If parents are married both mother and father have the power and duty to register their child’s names and each has an equal voice in the name to be chosen at the outset.

If they are not married, the mother has the sole duty and power to do so. The initial choice is hers, and she can change the surname; but the father has the right to challenge both choice and change.

 Change of forenames

In Re D, L and LA (care: change of forename) Dame Elizabeth Butler-Sloss, President of the Family Division, stated:

‘To change a child’s name is to take a significant step in a child’s life. Forename or surname, it seems to me, the principles are the same, in general.’

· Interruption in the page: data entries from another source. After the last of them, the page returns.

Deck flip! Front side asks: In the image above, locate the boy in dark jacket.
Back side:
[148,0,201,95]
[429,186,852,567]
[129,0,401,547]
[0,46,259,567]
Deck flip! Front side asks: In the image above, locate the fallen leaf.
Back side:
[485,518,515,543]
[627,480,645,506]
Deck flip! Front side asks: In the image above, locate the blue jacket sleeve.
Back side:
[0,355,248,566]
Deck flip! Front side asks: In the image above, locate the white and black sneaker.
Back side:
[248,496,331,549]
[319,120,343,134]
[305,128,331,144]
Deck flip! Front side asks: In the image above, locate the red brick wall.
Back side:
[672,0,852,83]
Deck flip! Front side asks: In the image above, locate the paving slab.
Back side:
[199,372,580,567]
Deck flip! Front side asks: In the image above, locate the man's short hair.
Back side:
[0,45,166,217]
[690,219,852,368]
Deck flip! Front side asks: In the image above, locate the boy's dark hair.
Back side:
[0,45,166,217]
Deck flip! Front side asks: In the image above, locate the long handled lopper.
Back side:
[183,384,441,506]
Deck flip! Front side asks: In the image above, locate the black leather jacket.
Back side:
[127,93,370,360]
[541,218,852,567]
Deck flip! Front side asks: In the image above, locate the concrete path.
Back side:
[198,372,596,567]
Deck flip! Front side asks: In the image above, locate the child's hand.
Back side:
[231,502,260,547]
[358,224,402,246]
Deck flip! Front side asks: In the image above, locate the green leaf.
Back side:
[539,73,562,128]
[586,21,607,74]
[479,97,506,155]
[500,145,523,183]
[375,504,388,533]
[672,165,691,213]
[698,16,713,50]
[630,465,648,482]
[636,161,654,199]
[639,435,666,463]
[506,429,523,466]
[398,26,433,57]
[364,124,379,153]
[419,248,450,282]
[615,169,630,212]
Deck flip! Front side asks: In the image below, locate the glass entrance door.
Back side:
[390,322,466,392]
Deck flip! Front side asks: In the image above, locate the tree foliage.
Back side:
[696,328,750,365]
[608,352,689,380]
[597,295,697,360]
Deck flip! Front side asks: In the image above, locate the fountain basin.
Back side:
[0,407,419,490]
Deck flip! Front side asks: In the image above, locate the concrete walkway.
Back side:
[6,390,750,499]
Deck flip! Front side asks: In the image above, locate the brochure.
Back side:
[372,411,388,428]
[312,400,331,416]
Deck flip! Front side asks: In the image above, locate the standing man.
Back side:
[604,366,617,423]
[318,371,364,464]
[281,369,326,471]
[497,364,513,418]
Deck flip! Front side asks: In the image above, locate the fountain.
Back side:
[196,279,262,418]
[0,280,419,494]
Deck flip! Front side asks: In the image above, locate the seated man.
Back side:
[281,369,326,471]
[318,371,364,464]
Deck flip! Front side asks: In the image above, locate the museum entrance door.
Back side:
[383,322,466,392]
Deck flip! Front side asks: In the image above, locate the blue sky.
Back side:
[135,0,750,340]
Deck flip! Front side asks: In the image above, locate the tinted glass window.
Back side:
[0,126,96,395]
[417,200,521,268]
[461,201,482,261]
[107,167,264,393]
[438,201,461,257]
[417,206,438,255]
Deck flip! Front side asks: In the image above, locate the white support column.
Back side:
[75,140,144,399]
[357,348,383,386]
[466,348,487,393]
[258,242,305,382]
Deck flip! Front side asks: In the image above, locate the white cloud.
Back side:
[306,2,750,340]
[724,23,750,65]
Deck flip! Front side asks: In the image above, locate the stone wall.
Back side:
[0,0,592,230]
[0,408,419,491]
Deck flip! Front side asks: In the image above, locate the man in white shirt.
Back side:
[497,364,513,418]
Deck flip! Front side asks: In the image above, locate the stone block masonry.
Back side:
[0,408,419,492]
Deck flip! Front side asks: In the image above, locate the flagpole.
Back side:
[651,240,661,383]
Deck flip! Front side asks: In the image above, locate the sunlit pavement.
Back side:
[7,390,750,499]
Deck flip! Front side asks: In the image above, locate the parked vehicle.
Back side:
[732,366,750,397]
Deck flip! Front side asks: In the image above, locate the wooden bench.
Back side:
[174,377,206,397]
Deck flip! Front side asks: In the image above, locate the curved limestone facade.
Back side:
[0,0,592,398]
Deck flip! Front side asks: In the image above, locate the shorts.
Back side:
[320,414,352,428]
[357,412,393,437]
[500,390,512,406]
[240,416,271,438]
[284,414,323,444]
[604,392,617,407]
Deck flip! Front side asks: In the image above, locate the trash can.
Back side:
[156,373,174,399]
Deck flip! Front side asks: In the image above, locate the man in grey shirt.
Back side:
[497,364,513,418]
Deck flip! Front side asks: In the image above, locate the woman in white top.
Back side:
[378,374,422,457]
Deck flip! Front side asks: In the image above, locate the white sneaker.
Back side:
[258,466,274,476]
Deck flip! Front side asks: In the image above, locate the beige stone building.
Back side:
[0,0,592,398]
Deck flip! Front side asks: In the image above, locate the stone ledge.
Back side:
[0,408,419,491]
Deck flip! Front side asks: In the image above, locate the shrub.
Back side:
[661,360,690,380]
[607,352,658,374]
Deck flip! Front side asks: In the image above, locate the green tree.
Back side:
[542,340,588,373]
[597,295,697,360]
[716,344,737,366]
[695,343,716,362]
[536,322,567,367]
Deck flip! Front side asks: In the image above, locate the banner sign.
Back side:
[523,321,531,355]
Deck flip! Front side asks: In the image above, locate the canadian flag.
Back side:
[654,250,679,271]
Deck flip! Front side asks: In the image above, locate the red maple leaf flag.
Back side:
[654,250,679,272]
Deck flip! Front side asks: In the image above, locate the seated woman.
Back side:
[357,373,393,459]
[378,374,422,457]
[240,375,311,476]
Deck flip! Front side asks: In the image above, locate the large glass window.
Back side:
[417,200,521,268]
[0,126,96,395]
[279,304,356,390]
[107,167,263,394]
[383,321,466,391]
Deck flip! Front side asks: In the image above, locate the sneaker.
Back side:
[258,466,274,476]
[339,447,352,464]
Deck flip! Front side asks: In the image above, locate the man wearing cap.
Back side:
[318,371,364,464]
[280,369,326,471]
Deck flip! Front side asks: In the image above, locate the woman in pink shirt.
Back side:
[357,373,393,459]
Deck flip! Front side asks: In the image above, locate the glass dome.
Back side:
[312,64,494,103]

This statement does not readily accord with the earlier decision and approach of the Court of Appeal in Re H (child’s name: first name).

That was a dispute between married but separated parents over the choice of forenames which arose in uncommon circumstances. The father first registered the birth of the child with two forenames in Sheffield, and then a few days later the mother registered the child with a different forename in Hull, not knowing of the earlier registration. The Court of Appeal held that the mother as primary carer of the child was entitled to use her own choice of forenames, not only within the family but also in her dealings with the education, health and community services. The court pointed out that, whereas the child’s registered surname is ‘of particular significance in so far as it denotes the family to which the child belongs’, forenames ‘have a much less concrete character. It is commonplace for a child to receive statutory registration with one or more given names and, subsequently, to receive different given names, maybe at baptism or, maybe, by custom and adoption’.

In the light of Re H it is difficult to envisage circumstances in which restrictions can be imposed on parental choice of forenames.

However, Re D, L and LA shows that different considerations apply where the question of choice relates to carers without parental responsibility, and it is within that context, that the Dame Butler-Sloss’s statement is to be construed. The case establishes the following principles.

(1)     No foster parent or carer, under whatever regulations, should unilaterally change the forename of a child.

(2)     If it should happen that there has been a wrongful change of forename by a foster parent or carer, exceptionally it may be in the best interests of the child to allow the change to continue. Certainly, if the foster parent or carer becomes the adoptive parent, the court no longer has the power to put right any change of forename prior to the adoption.

Although disputes over the child’s name usually arise between parents, there can be many other kinds of cases where the leave of the Court should be obtained. For example, the dispute may be between maternal relatives of a deceased married woman, whose child is living with them (whether or not by virtue of a residence order), and the father who refuses to consent to a change of name to that of the relatives. Also, long-term foster parents of an orphan child who is the subject of a care order will not, in the absence of a court order giving consent, be able to change the child’s name unless the local authority, since it has parental responsibility, gives its consent.

A mother or any other person who, within the above permitted limits, has power to change the child’s surname may apply the new name by usage without any formal act, or she may choose to do so by deed and enroll it in the Central Office, Filing Department, of the Supreme Court.

A deed poll is of evidential value. It does not give the change of name any greater legal significance. Thus, in applying the test of the child’s welfare, the court may find that the change was not in his best interests. However enrolment provides unquestionable proof of execution of the deed.

Consent to a change of surname

 

Pursuant to the Children Act 1989 Section 13(1)(a), I (name and address), being a person with parental responsibility for the child presently known as (present full name and date of birth of the child), consent to the said child being known in future by the new surname of (proposed surname).